The cluster/outlier type (COType) field distinguishes between a statistically significant cluster of high values (HH), cluster of low values (LL), outlier in which a high value is surrounded primarily by low values (HL), and outlier in which a low value is surrounded primarily by high values (LH). Statistical significance is set at the 95 percent confidence level. When no FDR correction is applied, features with p-values smaller than 0.05 are considered statistically significant. The FDR correction reduces this p-value threshold from 0.05 to a value that better reflects the 95 percent confidence level given multiple testing.
Output
This tool creates a new output feature class with the following attributes for each feature in the input feature class: local Moran's I index, z-score, p-value, and COType.

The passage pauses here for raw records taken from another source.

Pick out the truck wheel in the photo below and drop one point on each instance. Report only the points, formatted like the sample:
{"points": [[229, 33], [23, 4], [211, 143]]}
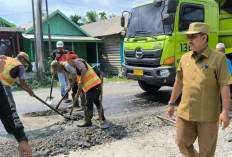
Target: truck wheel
{"points": [[148, 88]]}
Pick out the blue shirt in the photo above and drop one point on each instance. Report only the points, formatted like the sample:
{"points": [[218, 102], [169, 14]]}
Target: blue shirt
{"points": [[229, 65]]}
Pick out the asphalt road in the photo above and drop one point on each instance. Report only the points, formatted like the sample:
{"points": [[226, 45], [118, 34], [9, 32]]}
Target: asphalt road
{"points": [[118, 98]]}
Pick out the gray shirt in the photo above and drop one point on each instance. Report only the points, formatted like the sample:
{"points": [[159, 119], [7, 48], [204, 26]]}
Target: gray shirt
{"points": [[18, 71], [70, 69]]}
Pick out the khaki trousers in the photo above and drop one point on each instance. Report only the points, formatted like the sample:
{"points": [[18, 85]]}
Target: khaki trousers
{"points": [[188, 131]]}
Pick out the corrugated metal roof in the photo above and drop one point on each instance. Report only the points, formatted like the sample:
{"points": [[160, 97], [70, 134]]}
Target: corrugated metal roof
{"points": [[63, 37], [58, 25], [11, 29], [6, 23], [105, 27]]}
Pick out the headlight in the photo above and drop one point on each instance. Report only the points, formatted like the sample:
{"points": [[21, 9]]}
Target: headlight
{"points": [[164, 73]]}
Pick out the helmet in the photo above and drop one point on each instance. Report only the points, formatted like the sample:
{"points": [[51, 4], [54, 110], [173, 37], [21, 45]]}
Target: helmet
{"points": [[59, 44]]}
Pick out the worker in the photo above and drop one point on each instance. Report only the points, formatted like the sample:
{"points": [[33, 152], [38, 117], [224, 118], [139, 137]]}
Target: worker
{"points": [[201, 76], [14, 69], [221, 48], [90, 83], [60, 55], [10, 118], [64, 67]]}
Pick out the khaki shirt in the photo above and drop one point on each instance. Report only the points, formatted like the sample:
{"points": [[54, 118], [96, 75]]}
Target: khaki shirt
{"points": [[202, 79]]}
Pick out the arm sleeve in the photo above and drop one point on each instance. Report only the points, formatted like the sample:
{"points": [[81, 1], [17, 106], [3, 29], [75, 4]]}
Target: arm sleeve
{"points": [[229, 65], [70, 69], [179, 72], [223, 74], [22, 72], [10, 118], [53, 55], [80, 65]]}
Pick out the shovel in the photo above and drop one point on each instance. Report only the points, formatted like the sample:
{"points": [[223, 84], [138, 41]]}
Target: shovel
{"points": [[49, 99], [57, 106], [51, 107], [75, 99], [102, 124]]}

When this tool runs in ArcMap, the output feature class is automatically added to the table of contents (TOC) with default rendering applied to the COType field. The rendering applied is defined by a layer file in <ArcGIS>/ArcToolbox/Templates/Layers. You can reapply the default rendering, if needed, by importing the template layer symbology.
Permutations
Permutations are used to determine how likely it would be to find the actual spatial distribution of the values that you are analyzing by comparing your values to a set of randomly generated values. Even with complete spatial randomness (CSR), some degree of clustering will always be observed simply due to randomness. Permutations will generate many random datasets and compare these values to the Local Moran's I of your original data. To do this, each permutation randomly rearranges the neighborhood values around each feature and calculates the Local Moran's I value of this random data. By looking at the distribution of the Local Moran's I generated from permutations, you can see the range of Local Moran's I values that could reasonably be due to randomness. If there is a statistically significant spatial pattern in your data, you expect the Local Moran's I values generated from permutations to display less clustering than the Local Moran's I value from your original data. A pseudo p-value is then calculated by determining the proportion of Local Moran's I values generated from permutations that display more clustering than your original data. If this proportion (the pseudo p-value) is small (less than 0.05), you can conclude that your data does display statistically significant clustering.
Choosing the number of permutations is a balance between precision and increased processing time. Increasing the number of permutations increases precision by increasing the range of possible values for the pseudo-p. For example, with 99 permutations, the precision of the pseudo-p value is .01 (1/99+1), and for 999 permutations, the precision is .001 (1/999+1). A lower number of permutations can be used when first exploring a problem, but it is best practice to increase the permutations to the highest number feasible for final results.
Best practice guidelines
- Results are only reliable if the input feature class contains at least 30 features.
- This tool requires an input field such as a count, rate, or other numeric measurement. If you are analyzing point data, where each point represents a single event or incident, you might not have a specific numeric attribute to evaluate (a severity ranking, count, or other measurement). If you are interested in finding locations with many incidents (hot spots) and/or locations with very few incidents (cold spots), you will need to aggregate your incident data prior to analysis. The Hot Spot Analysis (Getis-Ord Gi*) tool is also effective for finding hot and cold spots. Only the Cluster and Outlier Analysis (Anselin Local Moran's I) tool, however, will identify statistically significant spatial outliers (a high value surrounded by low values or a low value surrounded by high values).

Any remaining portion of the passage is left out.